I do recall being taken in by the entire world of sitcoms and how they shared numerous similarities: the ad breaks, the same type of jokes, the lovable characters, and most of all, the intricate sets. I didn’t even know they were called sets (ironic, perhaps, for someone who once thought he would give his life to theater) but I knew I loved the world building and creation. Before I knew it, I would lean forward from the couch and reach into the huge wicker basket full of odds and ends that sat under the corner table sporting the lamp, and dig out a notepad. If I grabbed one that was “college ruled”, I always felt a tad more distinguished, or at least a bit more mature. Whatever the type of paper, I would begin creating my own version of sitcom sets and characters. I don’t recall finishing any full episodes, but I certainly started a good deal of them. I didn’t know what an A Block or B Block was, but I knew that I had drawn an intricate place for my two dimensional characters to live, and I loved living in that world, even if it was for only a couple script pages, or just one sketch of the main setting. Who needs food when there are worlds to be created? 

 

Around the same time I was creating my own sitcoms, I had fallen for Calvin and Hobbes. Even now at the beginning of my forties, those comic strips represent some of the best art and writing — of any medium — I have come across. While it’s important to tell you that I first found the precocious six year old and his tiger shortly after my parents’ divorce, and that timing has something to do with the way it sunk its profound hooks in me, I believe I would still love Calvin and Hobbes almost as much as I do now. However, timing is everything, or so I’m told, and it was the right time in my life when I was in a B Dalton Bookseller in the Market Place Mall in the big town near my hometown and I came across Revenge of the Babysat. I can close my eyes and picture the cover; Calvin and Hobbes sneaking down the stairs, coming upon a doorway where an unsuspecting blonde high school girl (the babysitter) waits, blissfully unaware of the cold dish she is about to be served. The title letters were large and darker purple block; the rest of the main color was an extremely light purple. At the bottom it said “A Calvin and Hobbes Collection by Bill Watterson”. I read that multiple times upon first picking the book up. It was easy enough to figure out who Calvin and Hobbes were — though I wasn’t sure which one was the human and which the tiger — but what was being collected here? At this time in my life, I don’t recall ever reading the comics in the newspapers. I never really picked up the newspaper at all. So, when I opened Revenge of the Babysat, I flipped through it and saw multiple comic strips and deduced it must mean this Bill Watterson had collected his best drawings. I never thought — at least I don’t recall thinking at the time — that this could be a collection of daily comic strips. 

 

Perhaps something like this should have been more obvious to me, but for whatever reason it was not. I brought that book back to my father’s one bedroom apartment and became lost in the world. I loved the way the drawings looked. They didn’t look like the life I had lived up to that point. The tables were not at right angles; Calvin’s hair always stayed the same shape sticking up; the tiger was living and talking, at least when he was around Calvin; and how Charles Shultz put it on his introduction to an earlier treasury, The Essential Calvin and Hobbes, the feet looked like dinner rolls. (Speaking of understanding the ins and outs of worlds, I was also flummoxed by this term “Treasury” when I first came across The Authoritative Calvin and Hobbes, but as Paul and the lads have been instructing me for years we’ll let that be, for now). 

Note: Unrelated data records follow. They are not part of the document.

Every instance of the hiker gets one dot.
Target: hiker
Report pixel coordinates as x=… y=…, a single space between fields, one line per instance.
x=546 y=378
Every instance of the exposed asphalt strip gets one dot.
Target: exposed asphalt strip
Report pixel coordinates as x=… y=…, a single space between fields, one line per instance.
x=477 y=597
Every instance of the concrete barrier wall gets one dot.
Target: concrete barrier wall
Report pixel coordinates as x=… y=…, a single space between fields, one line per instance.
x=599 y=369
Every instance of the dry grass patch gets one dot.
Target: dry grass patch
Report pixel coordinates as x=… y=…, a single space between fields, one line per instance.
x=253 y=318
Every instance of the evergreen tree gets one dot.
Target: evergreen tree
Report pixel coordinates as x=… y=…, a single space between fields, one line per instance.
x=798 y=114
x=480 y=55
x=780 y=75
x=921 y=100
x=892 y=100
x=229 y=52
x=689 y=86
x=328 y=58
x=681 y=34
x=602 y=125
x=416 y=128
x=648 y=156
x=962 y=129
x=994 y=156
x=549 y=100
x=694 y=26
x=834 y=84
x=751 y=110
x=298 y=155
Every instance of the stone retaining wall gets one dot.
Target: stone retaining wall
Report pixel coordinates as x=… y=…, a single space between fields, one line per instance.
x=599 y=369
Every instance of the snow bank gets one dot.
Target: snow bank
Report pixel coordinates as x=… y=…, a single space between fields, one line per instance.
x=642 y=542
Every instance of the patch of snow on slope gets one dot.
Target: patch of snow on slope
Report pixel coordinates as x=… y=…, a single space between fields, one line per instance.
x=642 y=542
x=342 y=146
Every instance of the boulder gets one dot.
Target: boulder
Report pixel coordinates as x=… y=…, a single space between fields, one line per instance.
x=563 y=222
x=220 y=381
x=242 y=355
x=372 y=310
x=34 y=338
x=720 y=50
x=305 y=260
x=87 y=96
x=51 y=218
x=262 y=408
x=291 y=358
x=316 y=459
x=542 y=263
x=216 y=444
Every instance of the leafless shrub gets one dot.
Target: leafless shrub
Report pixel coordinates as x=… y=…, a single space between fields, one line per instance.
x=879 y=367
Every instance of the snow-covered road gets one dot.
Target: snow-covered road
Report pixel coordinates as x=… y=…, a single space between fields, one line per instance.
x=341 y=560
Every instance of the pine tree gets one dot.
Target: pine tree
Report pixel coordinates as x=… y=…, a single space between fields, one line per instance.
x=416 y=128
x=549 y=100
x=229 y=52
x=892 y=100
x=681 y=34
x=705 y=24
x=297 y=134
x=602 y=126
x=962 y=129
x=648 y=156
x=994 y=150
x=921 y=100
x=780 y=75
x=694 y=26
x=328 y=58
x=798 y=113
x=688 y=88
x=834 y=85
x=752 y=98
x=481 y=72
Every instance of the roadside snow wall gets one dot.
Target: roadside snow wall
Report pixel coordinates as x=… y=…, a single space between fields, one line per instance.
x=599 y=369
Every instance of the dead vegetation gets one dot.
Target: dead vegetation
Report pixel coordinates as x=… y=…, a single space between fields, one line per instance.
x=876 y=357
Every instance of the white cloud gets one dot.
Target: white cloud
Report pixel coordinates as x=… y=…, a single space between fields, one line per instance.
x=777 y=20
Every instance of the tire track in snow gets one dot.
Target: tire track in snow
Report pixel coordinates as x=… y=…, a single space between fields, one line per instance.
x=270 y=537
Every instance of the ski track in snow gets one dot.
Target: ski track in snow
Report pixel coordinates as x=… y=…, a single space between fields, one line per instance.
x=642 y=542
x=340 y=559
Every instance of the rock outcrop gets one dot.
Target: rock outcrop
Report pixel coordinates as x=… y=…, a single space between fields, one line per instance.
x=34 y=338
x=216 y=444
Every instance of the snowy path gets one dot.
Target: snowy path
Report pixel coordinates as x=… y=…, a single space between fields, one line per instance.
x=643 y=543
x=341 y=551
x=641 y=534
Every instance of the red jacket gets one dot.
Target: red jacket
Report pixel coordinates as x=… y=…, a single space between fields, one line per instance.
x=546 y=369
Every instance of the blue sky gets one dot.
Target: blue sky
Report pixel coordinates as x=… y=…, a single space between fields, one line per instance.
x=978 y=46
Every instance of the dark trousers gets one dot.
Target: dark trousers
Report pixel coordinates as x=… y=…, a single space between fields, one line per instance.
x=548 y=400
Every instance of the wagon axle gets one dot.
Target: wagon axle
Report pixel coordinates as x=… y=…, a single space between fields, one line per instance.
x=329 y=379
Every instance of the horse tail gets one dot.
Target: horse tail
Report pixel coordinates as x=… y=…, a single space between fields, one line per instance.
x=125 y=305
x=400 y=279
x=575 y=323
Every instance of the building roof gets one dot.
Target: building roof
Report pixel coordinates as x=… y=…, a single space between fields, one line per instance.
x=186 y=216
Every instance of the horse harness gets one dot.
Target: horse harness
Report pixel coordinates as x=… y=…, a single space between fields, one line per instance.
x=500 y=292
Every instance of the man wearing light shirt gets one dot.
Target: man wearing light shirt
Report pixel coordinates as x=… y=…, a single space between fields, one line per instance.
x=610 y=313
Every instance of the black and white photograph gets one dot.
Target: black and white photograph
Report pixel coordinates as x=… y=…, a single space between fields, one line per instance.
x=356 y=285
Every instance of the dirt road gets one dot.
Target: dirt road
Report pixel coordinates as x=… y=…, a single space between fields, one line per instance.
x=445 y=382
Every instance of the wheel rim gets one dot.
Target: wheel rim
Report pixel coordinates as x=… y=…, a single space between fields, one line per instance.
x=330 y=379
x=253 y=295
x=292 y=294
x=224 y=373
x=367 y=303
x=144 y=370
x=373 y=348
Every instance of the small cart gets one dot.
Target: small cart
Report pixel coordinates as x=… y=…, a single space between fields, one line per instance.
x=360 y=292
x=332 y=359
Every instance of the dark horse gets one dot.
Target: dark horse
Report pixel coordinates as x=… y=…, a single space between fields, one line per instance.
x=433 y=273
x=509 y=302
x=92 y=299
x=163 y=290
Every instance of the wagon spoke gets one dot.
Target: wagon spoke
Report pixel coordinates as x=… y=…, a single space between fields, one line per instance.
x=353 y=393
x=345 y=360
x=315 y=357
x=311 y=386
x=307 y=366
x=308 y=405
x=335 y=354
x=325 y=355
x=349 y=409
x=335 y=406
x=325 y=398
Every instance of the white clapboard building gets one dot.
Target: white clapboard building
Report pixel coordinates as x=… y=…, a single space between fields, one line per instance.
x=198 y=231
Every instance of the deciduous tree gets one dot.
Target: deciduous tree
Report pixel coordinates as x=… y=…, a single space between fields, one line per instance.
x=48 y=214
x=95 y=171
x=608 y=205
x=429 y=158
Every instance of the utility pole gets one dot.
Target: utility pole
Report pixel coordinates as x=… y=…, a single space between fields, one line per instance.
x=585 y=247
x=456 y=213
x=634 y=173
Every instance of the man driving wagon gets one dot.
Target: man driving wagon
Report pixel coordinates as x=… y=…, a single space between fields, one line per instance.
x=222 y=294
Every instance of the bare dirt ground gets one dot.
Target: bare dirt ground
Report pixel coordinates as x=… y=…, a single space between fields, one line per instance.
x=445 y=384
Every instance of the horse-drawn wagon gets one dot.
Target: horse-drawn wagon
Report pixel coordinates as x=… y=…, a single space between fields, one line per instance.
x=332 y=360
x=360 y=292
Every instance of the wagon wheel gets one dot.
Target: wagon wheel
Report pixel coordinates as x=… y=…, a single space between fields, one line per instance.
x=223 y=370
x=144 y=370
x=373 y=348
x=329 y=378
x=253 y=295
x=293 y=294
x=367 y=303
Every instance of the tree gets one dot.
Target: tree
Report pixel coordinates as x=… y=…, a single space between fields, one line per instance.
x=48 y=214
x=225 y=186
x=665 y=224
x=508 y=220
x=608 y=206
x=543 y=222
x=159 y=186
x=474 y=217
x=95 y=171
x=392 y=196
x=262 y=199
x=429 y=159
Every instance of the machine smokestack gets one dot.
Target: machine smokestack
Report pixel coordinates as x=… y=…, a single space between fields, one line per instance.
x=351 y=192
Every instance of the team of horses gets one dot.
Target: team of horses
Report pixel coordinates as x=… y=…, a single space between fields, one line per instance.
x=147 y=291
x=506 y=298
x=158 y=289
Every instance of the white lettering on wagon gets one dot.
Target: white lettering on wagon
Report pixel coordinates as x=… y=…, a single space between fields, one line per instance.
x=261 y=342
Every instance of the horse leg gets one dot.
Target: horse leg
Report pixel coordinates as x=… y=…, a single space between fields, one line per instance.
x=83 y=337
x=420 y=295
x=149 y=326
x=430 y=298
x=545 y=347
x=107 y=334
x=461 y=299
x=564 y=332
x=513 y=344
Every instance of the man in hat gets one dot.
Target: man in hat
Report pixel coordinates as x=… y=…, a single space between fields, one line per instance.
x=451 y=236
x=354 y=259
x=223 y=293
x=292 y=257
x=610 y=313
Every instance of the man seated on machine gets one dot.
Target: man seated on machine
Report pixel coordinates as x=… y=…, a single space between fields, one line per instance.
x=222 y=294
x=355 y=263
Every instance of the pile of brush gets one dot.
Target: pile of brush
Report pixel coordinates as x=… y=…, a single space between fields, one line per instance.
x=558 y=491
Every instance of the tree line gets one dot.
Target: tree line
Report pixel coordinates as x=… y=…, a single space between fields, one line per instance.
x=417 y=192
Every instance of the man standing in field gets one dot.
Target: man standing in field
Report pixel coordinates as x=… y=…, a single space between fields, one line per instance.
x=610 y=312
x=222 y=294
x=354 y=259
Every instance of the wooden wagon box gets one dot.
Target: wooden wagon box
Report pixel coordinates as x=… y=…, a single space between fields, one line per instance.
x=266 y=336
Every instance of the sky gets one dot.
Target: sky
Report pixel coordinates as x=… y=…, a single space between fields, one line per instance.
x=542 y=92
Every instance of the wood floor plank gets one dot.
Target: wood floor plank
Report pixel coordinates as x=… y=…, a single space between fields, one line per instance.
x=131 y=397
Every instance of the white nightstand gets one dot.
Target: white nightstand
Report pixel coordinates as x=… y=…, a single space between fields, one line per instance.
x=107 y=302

I also loved Calvin’s imagination, a world within itself. Like so many of the things I’m remembering as I write now, I didn’t have the words to properly express what this meant to me. With hindsight and life’s experience as my guide, I believe I too wanted my imagination to create such worlds. I wanted to disappear into worlds like those of Spaceman Spiff and Tracer Bullet. But I couldn’t; instead, I used Calvin and Hobbes as a temporary portal into another world. 

 

Along with providing me joy and release and relief, Calvin and Hobbes also led me to other comic strips, namely The Far Side and Bloom County. While I don’t think either of these strips hold a candle to Calvin and Hobbes in terms of writing or singular art, they were still good and intriguing (though I likely didn’t get about 90% of the Bloom County jokes nor 60% of the Far Side’s humor). Continuing to delve into this comic world, I realized I had found a new way to create worlds. Being the lazy, but particular, connoisseur of single slices of turkey, I decided to mimic the easiest of these strips to mimic: The Far Side. This is not to say that I believed I could draw as well as Garry Larson (I couldn’t and still can’t) nor write as humorously (ditto on the former parenthetical), The Far Side did have one thing going for it: It was only one panel at a time. Therefore, I could create more individual products of the larger world I was imagining, and therefore, be more successful. Or something like that. In short, I didn’t want to draw three or four panels, I wanted to draw one. While this meant less drawing, it meant that each panel had to have more pinpoint and precise humor. Though I wasn’t thinking of that when I took this route. Now that I knew the format, I had to imagine where my world would take place and who would populate it. Like all artists, whether they want to admit or not, I started thinking of all the things I loved in art and how I could imitate that. 

 

By this point, I had become aware of the sitcom Cheers. I was in awe of Cheers, though I cannot say why. I believe it had to do with the fact that almost all of the show took place on one large, detailed set, and that the characters were all so goddamn likable. I likely didn’t get at least half the jokes (probably more), but I knew I enjoyed being in that place with those people. Therefore, around the age of nine (or so), I decided to create my own bar with endearing characters. I had tried one sip of my uncle’s beer three years before, so I felt I knew enough about alcohol to surge forward.   

 

For reasons I cannot recall, I decided to look up the French word for Bar. Or that’s at least what I recall coming across. The name I chose was “Jacquery”, which I could have sworn meant bar or tavern in French, but upon a cursory Google search, it had much more focus on “Jacquerie”, which appears to have been a peasant revolt in France in 1358 during the 100 years War. Man, that’s way better than Tavern! Therefore, let’s allow a little revisionist history and say that I created this little Cheers/Far Side ripoff and named it after a peasant revolt from 1358. Why the hell not?! Whatever the origin of the title, I started creating characters and drawing comics. Most of the characters were really just facilities of the characters I knew from Cheers; the only character coming back to me at this moment is a large man who sat in the same stool, a la Norm. As I started pumping out these comics, I felt myself growing more and more proud. Of what, I could not say; perhaps it was just that I had made something wholly new (or as wholly new as most art can be) and had released it into the world. I had no inclination that what I was going to do was ever going to be seen by anyone outside of my immediate family and perhaps close friend or two. I believe it had a lot to do with the fact that I had found a productive way to pass the time, or better yet: that I did not notice the passing of time quite as much. The existential maw I was just getting aquatinted with seemed to ease a bit during creation. 

 

Years later, I realize that the creation for its own purpose was what was beginning to save my life. I would scribble on that lined paper, or in the blank pages of a sketchbook; I would create a world in hopes of making sense of my own. Or at least to provide me with a reprieve from the world in which I found myself. I could not have put these words to it at the time; instead, I would wander around my house or yard and think of the characters and settings I had made and smile.